Bien que cette région représente environ 1/5 de la population française, les solutions qui y sont développées ne peuvent être la seule référence pour l'organisation des soins primaires dans les autres régions françaises. Un jacobinisme numérique dans le domaine de la santé serait mal compris.
L'avenant 6 peut être compatible avec la pratique d'une TLC ponctuelle si celle-ci s'intègre dans le parcours de soins coordonné par le médecin traitant. Le médecin traitant peut déléguer à un autre médecin la mission de réaliser une TLC pour une personne de sa patientèle. Le plus souvent, il s'agit du médecin correspondant.
L'article 28.6.1.1 de l'arrêté du 1er août 2018 précise que le téléconsultant doit être un médecin exerçant une activité libérale conventionnée, quel que soit son secteur d’exercice et sa spécialité médicale..... Le patient doit être connu du médecin téléconsultant, c’est-à-dire avoir bénéficié au moins d’une consultation avec lui en présentiel dans les douze mois précédents afin que celui-ci puisse disposer des informations nécessaires à la réalisation d’un suivi médical de qualité.

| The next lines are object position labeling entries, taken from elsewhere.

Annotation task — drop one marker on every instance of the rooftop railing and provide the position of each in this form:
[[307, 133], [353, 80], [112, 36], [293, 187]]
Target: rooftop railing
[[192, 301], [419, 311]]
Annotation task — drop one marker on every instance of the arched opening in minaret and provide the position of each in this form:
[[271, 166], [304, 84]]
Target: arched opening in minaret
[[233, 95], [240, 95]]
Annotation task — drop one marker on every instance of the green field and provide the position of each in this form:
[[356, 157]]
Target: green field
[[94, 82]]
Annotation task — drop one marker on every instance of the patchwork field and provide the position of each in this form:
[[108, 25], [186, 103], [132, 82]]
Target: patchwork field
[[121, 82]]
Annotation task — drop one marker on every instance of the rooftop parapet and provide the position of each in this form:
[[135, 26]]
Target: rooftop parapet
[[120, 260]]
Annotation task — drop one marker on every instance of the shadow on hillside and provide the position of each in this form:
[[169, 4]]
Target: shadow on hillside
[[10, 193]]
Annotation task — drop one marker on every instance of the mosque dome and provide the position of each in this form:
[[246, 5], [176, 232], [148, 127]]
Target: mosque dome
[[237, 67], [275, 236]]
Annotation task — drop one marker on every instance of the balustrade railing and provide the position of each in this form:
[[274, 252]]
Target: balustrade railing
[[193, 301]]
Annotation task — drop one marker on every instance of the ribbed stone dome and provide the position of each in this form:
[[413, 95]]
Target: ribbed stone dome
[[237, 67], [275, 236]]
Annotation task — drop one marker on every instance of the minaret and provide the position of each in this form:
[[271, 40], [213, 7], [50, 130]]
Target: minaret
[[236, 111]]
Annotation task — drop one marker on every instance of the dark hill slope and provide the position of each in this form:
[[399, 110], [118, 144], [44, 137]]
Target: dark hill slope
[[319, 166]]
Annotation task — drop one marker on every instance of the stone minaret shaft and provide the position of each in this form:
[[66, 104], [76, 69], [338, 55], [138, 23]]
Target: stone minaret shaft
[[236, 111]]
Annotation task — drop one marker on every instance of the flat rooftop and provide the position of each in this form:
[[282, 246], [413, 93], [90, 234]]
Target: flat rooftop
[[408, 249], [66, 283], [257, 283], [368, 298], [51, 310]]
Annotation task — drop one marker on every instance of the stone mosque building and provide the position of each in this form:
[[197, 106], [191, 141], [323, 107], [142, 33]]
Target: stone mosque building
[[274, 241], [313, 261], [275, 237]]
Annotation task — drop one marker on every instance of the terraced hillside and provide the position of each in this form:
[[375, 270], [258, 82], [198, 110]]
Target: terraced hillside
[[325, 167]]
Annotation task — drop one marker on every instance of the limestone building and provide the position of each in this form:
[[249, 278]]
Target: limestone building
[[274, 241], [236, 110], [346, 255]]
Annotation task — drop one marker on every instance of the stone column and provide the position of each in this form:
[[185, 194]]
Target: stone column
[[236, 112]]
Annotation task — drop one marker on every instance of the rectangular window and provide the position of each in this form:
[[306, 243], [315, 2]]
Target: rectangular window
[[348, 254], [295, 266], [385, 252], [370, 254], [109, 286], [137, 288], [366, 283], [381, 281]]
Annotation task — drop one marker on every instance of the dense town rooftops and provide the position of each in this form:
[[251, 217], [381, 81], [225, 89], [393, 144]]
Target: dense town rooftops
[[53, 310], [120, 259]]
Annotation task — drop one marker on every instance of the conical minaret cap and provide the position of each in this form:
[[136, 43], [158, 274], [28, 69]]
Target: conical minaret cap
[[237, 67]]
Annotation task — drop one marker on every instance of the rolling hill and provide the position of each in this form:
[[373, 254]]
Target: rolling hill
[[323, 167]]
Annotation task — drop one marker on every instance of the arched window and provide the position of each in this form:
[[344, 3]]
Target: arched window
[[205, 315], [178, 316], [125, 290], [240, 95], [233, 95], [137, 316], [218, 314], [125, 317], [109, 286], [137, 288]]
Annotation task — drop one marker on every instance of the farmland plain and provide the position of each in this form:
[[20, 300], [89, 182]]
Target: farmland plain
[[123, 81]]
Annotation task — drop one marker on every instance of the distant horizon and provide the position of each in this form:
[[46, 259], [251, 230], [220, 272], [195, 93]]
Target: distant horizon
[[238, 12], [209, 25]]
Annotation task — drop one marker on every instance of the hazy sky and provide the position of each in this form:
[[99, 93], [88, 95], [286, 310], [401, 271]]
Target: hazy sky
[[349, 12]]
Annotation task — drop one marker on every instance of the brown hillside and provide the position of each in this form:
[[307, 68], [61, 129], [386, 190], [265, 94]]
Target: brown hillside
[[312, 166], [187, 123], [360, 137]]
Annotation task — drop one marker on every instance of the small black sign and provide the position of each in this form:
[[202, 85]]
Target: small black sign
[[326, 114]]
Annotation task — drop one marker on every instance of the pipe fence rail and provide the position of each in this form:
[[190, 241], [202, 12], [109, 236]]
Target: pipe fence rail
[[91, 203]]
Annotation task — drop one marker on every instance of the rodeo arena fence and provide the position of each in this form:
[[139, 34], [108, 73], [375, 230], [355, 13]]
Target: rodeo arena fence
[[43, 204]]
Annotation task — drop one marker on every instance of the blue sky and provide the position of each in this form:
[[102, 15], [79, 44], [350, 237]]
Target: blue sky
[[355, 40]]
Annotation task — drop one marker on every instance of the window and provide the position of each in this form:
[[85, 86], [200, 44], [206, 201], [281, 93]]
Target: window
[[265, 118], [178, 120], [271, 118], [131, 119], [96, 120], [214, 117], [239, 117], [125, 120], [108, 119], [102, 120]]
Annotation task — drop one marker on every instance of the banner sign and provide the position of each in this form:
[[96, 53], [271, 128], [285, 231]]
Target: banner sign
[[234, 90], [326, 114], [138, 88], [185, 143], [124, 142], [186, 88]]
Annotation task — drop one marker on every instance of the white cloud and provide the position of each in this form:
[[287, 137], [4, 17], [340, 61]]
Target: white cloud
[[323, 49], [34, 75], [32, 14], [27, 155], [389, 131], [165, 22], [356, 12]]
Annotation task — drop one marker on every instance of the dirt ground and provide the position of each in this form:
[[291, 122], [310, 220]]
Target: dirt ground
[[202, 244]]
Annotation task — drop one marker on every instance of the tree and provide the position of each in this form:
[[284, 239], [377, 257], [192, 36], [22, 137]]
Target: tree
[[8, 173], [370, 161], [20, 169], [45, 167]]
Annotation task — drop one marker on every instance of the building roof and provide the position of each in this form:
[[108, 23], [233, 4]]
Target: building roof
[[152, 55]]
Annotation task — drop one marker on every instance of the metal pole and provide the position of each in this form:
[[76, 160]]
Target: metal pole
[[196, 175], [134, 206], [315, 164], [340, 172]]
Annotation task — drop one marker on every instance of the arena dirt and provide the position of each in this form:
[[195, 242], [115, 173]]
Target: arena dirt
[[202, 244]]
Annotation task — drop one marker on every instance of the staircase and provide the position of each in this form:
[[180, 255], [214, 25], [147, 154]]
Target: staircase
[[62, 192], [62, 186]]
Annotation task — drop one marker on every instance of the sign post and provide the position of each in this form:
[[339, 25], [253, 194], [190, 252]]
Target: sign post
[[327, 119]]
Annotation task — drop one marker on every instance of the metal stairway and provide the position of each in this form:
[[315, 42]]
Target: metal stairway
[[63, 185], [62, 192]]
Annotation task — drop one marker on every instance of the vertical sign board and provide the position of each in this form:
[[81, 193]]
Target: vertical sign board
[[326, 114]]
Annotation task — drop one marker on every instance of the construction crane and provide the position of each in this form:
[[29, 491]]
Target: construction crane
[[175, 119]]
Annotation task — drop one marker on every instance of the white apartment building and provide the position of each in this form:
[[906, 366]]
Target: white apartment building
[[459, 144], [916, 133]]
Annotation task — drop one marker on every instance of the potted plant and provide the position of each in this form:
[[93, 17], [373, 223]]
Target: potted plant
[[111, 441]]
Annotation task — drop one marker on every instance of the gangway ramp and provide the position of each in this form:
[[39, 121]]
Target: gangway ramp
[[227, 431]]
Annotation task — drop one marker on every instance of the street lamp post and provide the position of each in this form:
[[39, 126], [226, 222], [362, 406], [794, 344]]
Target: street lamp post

Ce même article prévoit des exceptions. L’exigence de respect du parcours de soins coordonné ne s’applique pas aux patients, dès lors qu’ils sont dans l’une ou l’autre des situations suivantes : ne disposent pas de médecin traitant désigné ou dont le médecin traitant n’est pas disponible dans le délai compatible avec leur état de santé. Dans ces deux dernières situations, le médecin téléconsultant de premier recours n’a pas nécessairement à être connu du patient.... Le recours aux téléconsultations est assuré dans le cadre d’une organisation territoriale ...
C'est donc au niveau territorial que doit être réalisée la TLC ponctuelle. Le médecin traitant peut confier à cette plateforme territoriale d'appui (PTA) la mission de réaliser des téléconsultations ponctuelles pour sa patientèle lorsqu'il n'est pas disponible dans le délai compatible avec l'état de santé de l'appelant.
S'il travaille déjà avec un pharmacien d'officine pour des TLC programmées dans le parcours de soin, notamment pour sa patientèle qui n'a pas accès à internet, il peut donner mission à ce pharmacien, équipé pour réaliser des TLC, d'organiser des TLC ponctuelles avec la PTA, lorsqu'il n'est pas disponible immédiatement en semaine pour répondre à la demande de son patient, voire pendant les Week end si la (les) pharmacie(s) que fréquente sa patientèle est de garde ou tout simplement pendant ses absences ou congés s'il n'a pas de médecin remplaçant. Le pharmacien d'officine aura toujours reçu préalablement du médecin traitant la mission de gérer les problèmes de sa patientèle.
Si le patient n'a pas de médecin traitant, le savoir-faire du pharmacien peut être utile pour demander une TLC ponctuelle auprès de la PTA si une consultation présentielle ne peut être obtenue auprès d'un médecin du territoire, notamment dans une MSP ou un ESP.
Ces PTA doivent être mises en place par les CPTS (voir le billet "Téléconsultation (5)" dans la rubrique "le Pratico-pratique"). Bien évidemment l'usage du DMP par le médecin téléconsultant, lorsqu'il n'est pas le médecin traitant, devient incontournable pour la traçabilité de l'acte réalisé et la qualité de la TLC.